We walked out from The Boulders.  There has been a lot of rain lately but this morning was bright.  Everything was squishy underfoot.  The Boulders are large stones beside the narrow tar road about two kilometres up the New Line.  There is a little bit of blue paint on a few of the stones.  We call this spot The Boulders.  The Boulders is just the place to pull off the road and park in order to walk in the Knockmealdowns, in one direction toward the Mass Rock and in the other direction down toward the river.  There is just enough space for one car to pull in at The Boulders.  As we walked we were closely followed by twenty or thirty sheep who must have hoped we were the farmer bringing them something to eat.  After we left the river, we went through a gate and left the sheep to their free wandering. We dropped down through grass roads for about an hour.  We met Michael who was on his way home for his dinner.  We told him that we had heard a cuckoo for the first time this year.  He had heard it too.
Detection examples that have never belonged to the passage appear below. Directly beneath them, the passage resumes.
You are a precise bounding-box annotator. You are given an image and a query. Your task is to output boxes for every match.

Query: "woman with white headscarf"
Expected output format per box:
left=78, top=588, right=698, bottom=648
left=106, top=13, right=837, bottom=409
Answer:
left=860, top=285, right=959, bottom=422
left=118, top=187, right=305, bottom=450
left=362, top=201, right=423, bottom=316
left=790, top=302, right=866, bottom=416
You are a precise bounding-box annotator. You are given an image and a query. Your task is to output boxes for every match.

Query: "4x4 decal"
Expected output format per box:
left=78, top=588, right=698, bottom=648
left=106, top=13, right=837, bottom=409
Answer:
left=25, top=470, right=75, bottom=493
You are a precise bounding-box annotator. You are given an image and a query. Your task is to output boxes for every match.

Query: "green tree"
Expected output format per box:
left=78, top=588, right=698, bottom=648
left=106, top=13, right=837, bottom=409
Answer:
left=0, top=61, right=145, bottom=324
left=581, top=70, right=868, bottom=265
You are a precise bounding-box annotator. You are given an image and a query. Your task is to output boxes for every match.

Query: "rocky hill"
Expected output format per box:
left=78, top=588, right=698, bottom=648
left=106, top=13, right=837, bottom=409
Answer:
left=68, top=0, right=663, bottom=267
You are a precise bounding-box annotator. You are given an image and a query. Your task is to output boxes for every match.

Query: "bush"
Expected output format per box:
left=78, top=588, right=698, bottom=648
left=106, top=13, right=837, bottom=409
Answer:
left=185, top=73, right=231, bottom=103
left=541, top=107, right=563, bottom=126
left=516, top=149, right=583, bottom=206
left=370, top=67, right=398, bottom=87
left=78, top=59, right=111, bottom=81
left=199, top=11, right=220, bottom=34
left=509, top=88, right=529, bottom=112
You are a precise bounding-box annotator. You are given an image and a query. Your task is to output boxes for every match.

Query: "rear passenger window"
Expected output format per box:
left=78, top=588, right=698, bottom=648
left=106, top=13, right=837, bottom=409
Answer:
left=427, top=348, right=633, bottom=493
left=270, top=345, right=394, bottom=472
We reported on the heron which we see every time we are up there.  He spoke of some unknown birds being From Foreign.  He just meant that they were not normal birds for these parts.  After arriving down in the village, I drove Breda back up to The Boulders to get her van.  A tiny lamb tumbled out of the undergrowth and right onto the road.  I nearly ran over it.  Another one had his head stuck out of the vegetation.  I turned in at the next farm and knocked on the kitchen door.  A woman shouted for me to come in.  She was setting the table for dinner. A big table. Six or seven places were being set.  Four cars and a tractor were parked out front.  I explained about the escaping lambs and she asked questions about the location of the breakthrough.  I described the spot and told her which side of the road it was on.  She nodded and said she would ring Johnnie whose sheep are in that field.  Her kitchen was full with the smell of potatoes and cabbage. Today’s walk was both quiet and eventful. We felt fortunate that it did not rain.

6 May Wednesday

For a couple of years there used to be two kids in the SuperQuinn car park in town.  In the middle of a school day there would always be the same two kids.  There was a boy and a girl.  The girl was about twelve and the boy a little younger.  They would pace all around the car park constantly watching for people returning to their cars. One of them would politely offer to return your shopping trolley for you.  It costs a euro to get a shopping trolley and the only way to get your euro back is to return the trolley to the correct place.  The kids must have thought we were all stupid.  Today, I found myself wondering when I last saw them.  SuperQuinn was taken over by SuperValu more than a year ago.  It must be a good while before that since they were last doing their rounds.

5 May Tuesday

Clearing weeds off the patio always seems mad.  The patio is not a patio.  We just call it a patio.  The patio is the remains of an old milking shed.  The concrete floor has grooves in a diagonal pattern to allow for run off.  The places where the concrete meets other areas of concrete are not tight.  Weeds and daisies and all sorts of things grow up from the cracks.  I am torn because I love the daisies when they are all in bloom, but when they are all in bloom there is no way to walk on the patio without marching through all of the plant life.  Increasingly there is no way to walk through the patio at all.  The good part is that the ugly concrete is disappearing.  The plants are taking over the whole patio.  The bad part is that on a wet day it means that our trousers get soaked.

4 May Monday Bank Holiday

An announcement on the radio about failing to pay your TV license ends with the warning that as well as a fine, you risk having your name listed in your local paper.

2 May Saturday

I was told that a sure method for defeating weeds was to throw shells onto a path.  Any sort of shell will do the job: mussels, oysters, scallops, cockles.  The shells break down when pulverized and the weeds will not grow, probably because of the salt or calcium and whatever else shells are made of.   I love the idea of a shell path.  I love the sound of crunching shells.   Today, after shucking some oysters, I took the shells out onto the gravel of the car park area.  Even while doing it, I knew it was a ridiculous effort.  The weeds are so dense this spring that in some places,  it is difficult to see the gravel.  I lined the shells up in a spot where I knew they were going to be rolled over and well crushed by the car tyres.  I have been doing this for years.  It has never stopped a weed. At this point, we could dump a ton of oyster shells out there and I do not think we would defeat one weed.  I looked out and saw the fox arrive about ten minutes after I came inside.  He quickly flipped the shells over and licked out the taste of the oysters.  When he was finished, he left the shells scattered about and walked off into the field.